Söder begründete das im Detail noch auszuarbeitende bayerische Vorgehen mit Schwierigkeiten der Pflegeeinrichtungen bei der Versorgung mit Personal. Offensichtlich stellt er den ganzen Ansatz in Frage: Die mit der „einrichtungsbezogenen Impfpflicht“ gefundene „partielle Lösung sei … derzeit in der Omikron-Welle keine Hilfe“, so der bayerische Ministerpräsident.

Neben der Kritik an dem Vorpreschen der Bayern beispielsweise von der Pflegebevollmächtigte der Bundesregierung, Claudia Moll, die vor Alleingängen einzelner Bundesländer warnt, gibt es auch solche Stimmen: »Der Vorstand der Deutschen Stiftung Patientenschutz, Eugen Brysch, forderte …, das Gesetz nicht wie geplant umzusetzen. „Wenn eine Norm vorhersehbar scheitert, dann gibt es nur eine Lösung: Bund und Länder müssen ihren Fehler revidieren“ … jetzt schlägt die Praxis mit aller Macht zurück. Denn weder der Vollzug, noch die arbeitsrechtlichen Folgen, geschweige denn die Auswirkungen des Ausfalls zehntausender von Pflegekräften wurden bedacht“, sagte Brysch.«

Allerdings sei auch das Vorgehen Bayerns kein gangbarer Weg, sondern ein verfassungsrechtlicher Verstoß. „Der einzige Ausweg aus dem Dilemma ist, das Gesetz aufzuheben“, so Brysch.

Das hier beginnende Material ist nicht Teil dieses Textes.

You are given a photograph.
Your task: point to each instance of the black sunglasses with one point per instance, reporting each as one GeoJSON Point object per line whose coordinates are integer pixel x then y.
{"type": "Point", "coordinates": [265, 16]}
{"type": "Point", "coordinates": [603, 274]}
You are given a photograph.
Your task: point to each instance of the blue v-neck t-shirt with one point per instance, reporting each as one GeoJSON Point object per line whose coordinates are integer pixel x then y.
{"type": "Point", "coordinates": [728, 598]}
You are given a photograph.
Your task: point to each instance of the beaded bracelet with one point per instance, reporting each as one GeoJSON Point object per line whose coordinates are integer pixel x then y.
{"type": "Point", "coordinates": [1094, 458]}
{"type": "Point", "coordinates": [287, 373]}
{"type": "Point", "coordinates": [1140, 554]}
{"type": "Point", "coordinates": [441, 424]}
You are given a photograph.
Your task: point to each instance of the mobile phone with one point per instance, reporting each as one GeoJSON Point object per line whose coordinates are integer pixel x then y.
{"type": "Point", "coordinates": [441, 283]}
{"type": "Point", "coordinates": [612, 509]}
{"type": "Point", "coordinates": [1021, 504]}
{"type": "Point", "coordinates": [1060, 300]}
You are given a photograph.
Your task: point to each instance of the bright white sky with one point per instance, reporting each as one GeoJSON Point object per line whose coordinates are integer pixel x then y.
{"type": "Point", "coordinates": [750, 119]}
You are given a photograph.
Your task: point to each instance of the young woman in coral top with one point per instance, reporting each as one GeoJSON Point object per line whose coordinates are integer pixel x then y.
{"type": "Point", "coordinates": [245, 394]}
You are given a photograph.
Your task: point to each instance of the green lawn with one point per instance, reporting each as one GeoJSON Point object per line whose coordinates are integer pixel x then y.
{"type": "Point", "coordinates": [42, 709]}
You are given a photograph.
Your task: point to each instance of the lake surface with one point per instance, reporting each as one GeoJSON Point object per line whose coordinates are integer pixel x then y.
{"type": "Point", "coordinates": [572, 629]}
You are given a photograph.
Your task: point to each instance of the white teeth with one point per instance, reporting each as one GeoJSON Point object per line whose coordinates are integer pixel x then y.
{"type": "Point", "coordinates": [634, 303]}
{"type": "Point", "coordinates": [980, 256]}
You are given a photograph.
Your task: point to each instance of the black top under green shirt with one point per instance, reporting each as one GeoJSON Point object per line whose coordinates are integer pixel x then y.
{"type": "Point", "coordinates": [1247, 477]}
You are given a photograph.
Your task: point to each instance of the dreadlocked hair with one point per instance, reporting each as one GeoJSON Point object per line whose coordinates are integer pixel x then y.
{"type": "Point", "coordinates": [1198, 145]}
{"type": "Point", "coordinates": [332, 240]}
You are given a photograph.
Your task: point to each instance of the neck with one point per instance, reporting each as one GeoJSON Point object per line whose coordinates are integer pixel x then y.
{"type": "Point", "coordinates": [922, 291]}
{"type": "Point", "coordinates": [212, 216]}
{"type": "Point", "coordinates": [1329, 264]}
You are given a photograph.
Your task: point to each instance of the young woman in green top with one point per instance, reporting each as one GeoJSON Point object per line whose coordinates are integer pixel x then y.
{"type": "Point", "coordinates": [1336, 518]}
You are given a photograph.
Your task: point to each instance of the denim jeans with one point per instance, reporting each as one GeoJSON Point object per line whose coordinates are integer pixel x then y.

Wie dem auch sei, mit dem, was Söder heute angekündigt hat, wurde der finale Sargnagel vorangetrieben, was die flächendeckende Umsetzung der von Bundestag und Bundesrat (mit den Stimmen Bayerns) beschlossenen partiellen Impfpflicht angeht. Diejenigen, die sich aus welchen Gründen bislang (noch?) nicht geimpft haben, werden nun keinen „Motivationsschub“ bekommen, das noch nachzuholen.